1 Pa.C.S.A. § 1903(a). “Gambling” is a technical word that has acquired a peculiar and appropriate meaning. More specifically, an activity constitutes gambling if it has three elements: consideration, chance, and reward. Commonwealth v. Two Elec ironic Poker Game Machines, 502 Pa. 186, 465 A.2d 973, 977 (1983).

¶ 4 It is undisputed that the games played at Appellants’ Texas Hold’em Poker tournaments contained the elements of consideration and reward. Appellants, however, filed a pre-trial petition for writ of habeas corpus, arguing that the Commonwealth could not produce sufficient evidence to establish a prima facie case against Appellants insomuch as the Commonwealth could not “show that the element of chance dominates and the outcome of the game[s were] determined predominately by chance rather than skill.” Omnibus Pretrial Motion, 10/24/08, at ¶ 11.

¶ 5 “The Commonwealth establishes a prima facie case when it produces evidence that, if accepted as true, would warrant the trial judge to allow the case to go to a jury.” Commonwealth v. Marti, 779 A.2d 1177, 1180 (Pa.Super.2001) (quoting Commonwealth v. Martin, 727 A.2d 1136, 1142 (Pa.Super.1999)). As to the element of chance, the Majority opines “that for a game to constitute gambling, it must be a game where chance predominates rather than skill.” Majority Opinion at 5.

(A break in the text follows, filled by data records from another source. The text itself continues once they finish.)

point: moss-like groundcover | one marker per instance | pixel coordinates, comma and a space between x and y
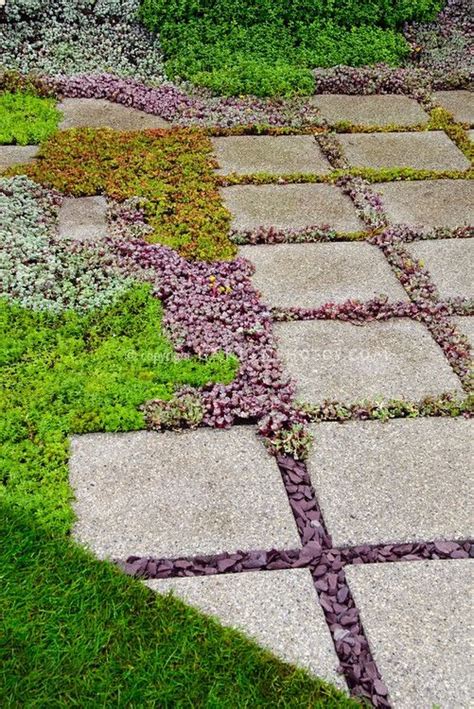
268, 47
26, 119
171, 171
81, 352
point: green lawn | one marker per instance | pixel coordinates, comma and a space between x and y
76, 631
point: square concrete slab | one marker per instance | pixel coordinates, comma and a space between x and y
178, 494
83, 218
99, 113
339, 361
290, 206
278, 609
426, 150
309, 275
379, 110
401, 481
16, 154
459, 103
285, 154
466, 326
428, 203
418, 619
450, 263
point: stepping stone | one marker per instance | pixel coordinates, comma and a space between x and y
278, 609
377, 110
431, 150
178, 494
309, 275
400, 481
466, 326
459, 103
16, 154
280, 155
339, 361
99, 113
290, 206
450, 263
83, 218
429, 203
416, 617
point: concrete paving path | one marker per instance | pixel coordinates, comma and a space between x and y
357, 562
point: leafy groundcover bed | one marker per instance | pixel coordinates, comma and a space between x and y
26, 119
269, 47
83, 347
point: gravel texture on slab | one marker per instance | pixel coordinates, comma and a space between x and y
175, 494
428, 203
380, 110
450, 263
248, 154
418, 620
400, 481
466, 326
279, 609
83, 218
100, 113
310, 275
339, 361
294, 206
459, 103
16, 154
426, 150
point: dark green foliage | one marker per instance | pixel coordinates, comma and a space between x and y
268, 48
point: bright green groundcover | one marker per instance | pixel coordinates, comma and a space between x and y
73, 373
268, 47
75, 632
26, 119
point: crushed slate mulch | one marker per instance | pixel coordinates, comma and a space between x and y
326, 564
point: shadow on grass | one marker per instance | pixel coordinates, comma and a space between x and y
77, 632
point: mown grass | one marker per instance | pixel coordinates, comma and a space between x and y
71, 373
26, 119
78, 633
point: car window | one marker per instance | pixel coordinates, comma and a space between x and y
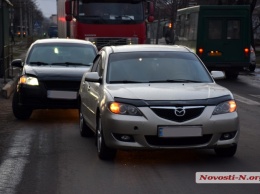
157, 66
61, 53
97, 65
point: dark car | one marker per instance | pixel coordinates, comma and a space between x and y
51, 75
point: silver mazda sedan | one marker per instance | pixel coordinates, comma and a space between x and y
155, 97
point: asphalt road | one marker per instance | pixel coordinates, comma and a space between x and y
47, 155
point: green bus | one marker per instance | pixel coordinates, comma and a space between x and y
219, 34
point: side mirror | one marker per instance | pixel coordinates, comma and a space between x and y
218, 74
17, 63
92, 77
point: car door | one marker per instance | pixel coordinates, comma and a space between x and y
92, 94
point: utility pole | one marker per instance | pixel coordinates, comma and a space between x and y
21, 19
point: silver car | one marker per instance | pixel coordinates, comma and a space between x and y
155, 97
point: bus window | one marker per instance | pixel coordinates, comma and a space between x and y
215, 29
233, 29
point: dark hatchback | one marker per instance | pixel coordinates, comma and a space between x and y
51, 75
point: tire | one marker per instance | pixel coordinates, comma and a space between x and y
84, 130
226, 151
20, 112
104, 152
252, 68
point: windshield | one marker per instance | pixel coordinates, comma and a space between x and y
67, 54
156, 67
111, 11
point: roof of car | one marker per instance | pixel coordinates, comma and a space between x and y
147, 47
62, 40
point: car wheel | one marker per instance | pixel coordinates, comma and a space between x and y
104, 152
226, 151
252, 68
20, 112
85, 131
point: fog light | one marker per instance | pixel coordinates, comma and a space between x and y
124, 137
229, 135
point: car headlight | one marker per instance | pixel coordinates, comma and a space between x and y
32, 81
124, 109
225, 107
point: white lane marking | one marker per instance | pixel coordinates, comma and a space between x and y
14, 161
245, 100
256, 96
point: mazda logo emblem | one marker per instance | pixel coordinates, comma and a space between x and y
179, 112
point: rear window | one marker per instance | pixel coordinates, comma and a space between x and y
61, 53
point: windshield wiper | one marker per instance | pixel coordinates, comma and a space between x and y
38, 63
175, 81
70, 63
125, 81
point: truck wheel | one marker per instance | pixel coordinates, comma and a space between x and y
226, 151
20, 112
85, 131
104, 152
231, 75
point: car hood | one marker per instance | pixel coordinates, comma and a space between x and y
168, 91
56, 72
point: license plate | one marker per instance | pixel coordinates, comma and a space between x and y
179, 131
62, 94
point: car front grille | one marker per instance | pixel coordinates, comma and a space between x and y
180, 141
61, 85
170, 113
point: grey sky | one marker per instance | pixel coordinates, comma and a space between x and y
48, 7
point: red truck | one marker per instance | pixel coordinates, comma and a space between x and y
105, 22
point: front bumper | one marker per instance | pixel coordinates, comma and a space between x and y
38, 97
143, 130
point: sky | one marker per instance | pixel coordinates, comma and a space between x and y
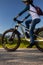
10, 8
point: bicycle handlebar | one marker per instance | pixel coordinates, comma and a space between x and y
18, 21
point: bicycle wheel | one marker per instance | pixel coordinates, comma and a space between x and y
39, 39
10, 45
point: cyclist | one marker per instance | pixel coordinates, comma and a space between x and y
35, 18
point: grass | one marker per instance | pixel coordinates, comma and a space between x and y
24, 44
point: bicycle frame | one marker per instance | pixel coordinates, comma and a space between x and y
23, 31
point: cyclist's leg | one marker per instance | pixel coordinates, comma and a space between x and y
33, 24
27, 23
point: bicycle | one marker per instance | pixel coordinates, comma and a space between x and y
11, 38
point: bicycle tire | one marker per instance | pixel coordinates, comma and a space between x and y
39, 44
4, 41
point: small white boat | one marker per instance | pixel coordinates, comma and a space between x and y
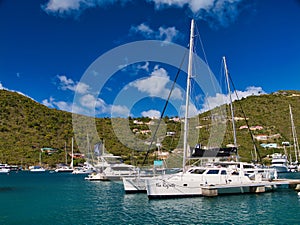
280, 163
86, 169
205, 181
37, 169
64, 169
4, 168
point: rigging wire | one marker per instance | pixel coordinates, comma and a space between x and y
252, 138
165, 107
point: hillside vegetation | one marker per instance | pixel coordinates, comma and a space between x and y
27, 126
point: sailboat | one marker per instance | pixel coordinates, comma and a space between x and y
201, 180
65, 168
294, 166
39, 167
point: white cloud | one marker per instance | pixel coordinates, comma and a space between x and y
219, 99
69, 84
165, 34
155, 85
215, 12
151, 114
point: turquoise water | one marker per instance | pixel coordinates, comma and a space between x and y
51, 198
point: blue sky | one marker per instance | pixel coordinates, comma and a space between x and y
47, 46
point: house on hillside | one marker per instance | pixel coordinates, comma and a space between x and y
269, 145
49, 151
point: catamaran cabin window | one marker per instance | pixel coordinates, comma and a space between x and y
197, 171
213, 171
223, 172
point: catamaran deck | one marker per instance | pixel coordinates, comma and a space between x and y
256, 187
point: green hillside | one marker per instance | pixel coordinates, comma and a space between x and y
26, 126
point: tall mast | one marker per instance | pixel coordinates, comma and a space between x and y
66, 155
72, 160
231, 107
296, 145
188, 84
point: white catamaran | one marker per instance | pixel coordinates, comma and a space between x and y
203, 181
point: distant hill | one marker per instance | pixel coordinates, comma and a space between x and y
26, 126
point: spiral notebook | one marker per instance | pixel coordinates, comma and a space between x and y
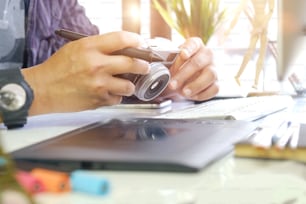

¶ 6 At the hearing on Appellants’ writ of habeas corpus, the only evidence offered by the Commonwealth was the testimony of Pennsylvania State Police Trooper David Darrow. Trooper Darrow primarily described the game played at Appellants’ tournaments. The Trooper did make passing reference to his views on the roles chance and skill played in these games.1 However, the Commonwealth failed to present any evidence which, if accepted as true, would prove that the games played at Appellants’ Texas Hold’em Poker tournaments were games where chance predominated rather than skill. In other words, *199the Commonwealth failed to meet its burden of proof at the hearing.2

¶ 7 Rather than focusing on the evidence presented by the Commonwealth at the hearing and determining whether that evidence, if accepted as true, would be enough to warrant submitting the case to a jury, the trial court looked to, inter alia, treatises and studies in concluding that Texas Hold’em Poker is predominately a game of skill. Although the Majority reaches a different result than that of the trial court, the Majority repeats the mistake of the trial court by failing to examine whether the Commonwealth met its burden of proof at the hearing. Instead, the Majority looks to the decisions of our sister states in concluding that the games played at Appellants’ alleged tournaments constituted gambling.

¶ 8 In my view, the Commonwealth simply failed to meet its burden of establishing a prima facie case in that it failed to produce evidence, if accepted as true, that would warrant the trial judge to allow a jury to decide Appellants’ “unlawful gambling” cases. Consequently, I would affirm the trial court’s order, albeit on different grounds than those put forward by that court.

. It is worth noting that, in Two Electronic Poker Game Machines, supra, in order to prove that the machines at issue in that case were illegal gambling devices, the Commonwealth offered an expert witness who "testified that no skill was involved in playing the game." Two Electronic Poker Game Machines, 465 A.2d at 978. In my view, had the Commonwealth offered similar evidence during Appellants’ hearing, it would have met its burden of proof.